The Complete Lester Young Studio Sessions (Verve)

No jazz musician has played with the youthful grace that Lester "Prez" Young displayed during his 1936-40 stint with Count Basie, and none has exhibited the world-weariness that Young exhibited on record at the end of his life. Yet even in his last years, he played beautiful, if wraith-like, solos, most notably on Columbia's 1957 Sound of Jazz album. This 8-CD set contains tracks that Young cut in 1946 with a trio including Nat Cole and Buddy Rich, but the bulk of the material comes from 1949-59, when Prez was declining physically and artistically, but still capable of improvising impressively. He appears in quartets, quintets, and sextets with collective personnel that includes trumpeters Jesse Drakes, Harry Edison, and Roy Eldridge, trombonist Vic Dickenson, and pianists Hank Jones, John Lewis, and Teddy Wilson. Given his physical and mental states -- he was drinking heavily and suffered from severe depression -- Young plays surprisingly well; his style had evolved quite a bit since 1940. He recorded more slow-tempoed selections, blues, and some ballad masterpieces such as "I Don't Stand a Ghost of a Chance With You" (Savoy). His tone became increasingly thick; he used the lower register more and swung less buoyantly. From the mid-Forties on, he employed odd intervals, which gave his playing an eccentric quality. In his later years, Young used a breathy vibrato that, coincidentally, made him sound like Ben Webster on ballads. Generally, his early-Fifties improvising is laudable.
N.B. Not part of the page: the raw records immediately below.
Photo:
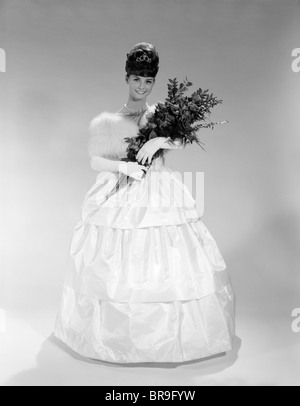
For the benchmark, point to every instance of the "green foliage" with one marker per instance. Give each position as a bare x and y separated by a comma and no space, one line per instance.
179,117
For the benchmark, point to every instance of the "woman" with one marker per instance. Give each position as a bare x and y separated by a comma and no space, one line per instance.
145,281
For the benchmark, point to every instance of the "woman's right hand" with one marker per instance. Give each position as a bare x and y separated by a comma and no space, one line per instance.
132,169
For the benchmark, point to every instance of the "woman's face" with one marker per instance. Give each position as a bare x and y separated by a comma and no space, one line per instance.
140,87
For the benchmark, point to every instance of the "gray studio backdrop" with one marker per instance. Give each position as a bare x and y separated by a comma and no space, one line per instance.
65,64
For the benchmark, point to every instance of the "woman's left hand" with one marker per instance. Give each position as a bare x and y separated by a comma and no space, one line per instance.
149,149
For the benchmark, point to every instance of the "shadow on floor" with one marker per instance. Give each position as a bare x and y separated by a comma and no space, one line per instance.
57,365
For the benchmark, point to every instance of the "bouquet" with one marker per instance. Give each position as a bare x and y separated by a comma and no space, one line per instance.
179,117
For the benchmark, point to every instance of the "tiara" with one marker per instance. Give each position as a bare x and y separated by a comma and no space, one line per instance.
144,57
He turns in fine solos on ballads ("Can't We Be Friends"), blues ("Undercover Girl Blues"), and up-tempo numbers ("In a Little Spanish Town"). After about 1955, however, Young's work became more repetitive and economical, i.e., less inventive; at times, it's downright listless. He displays far less energy than his contemporaries Wilson, Eldridge, and Edison. However, his last solos are strangely moving, giving us an aural picture of a dying man.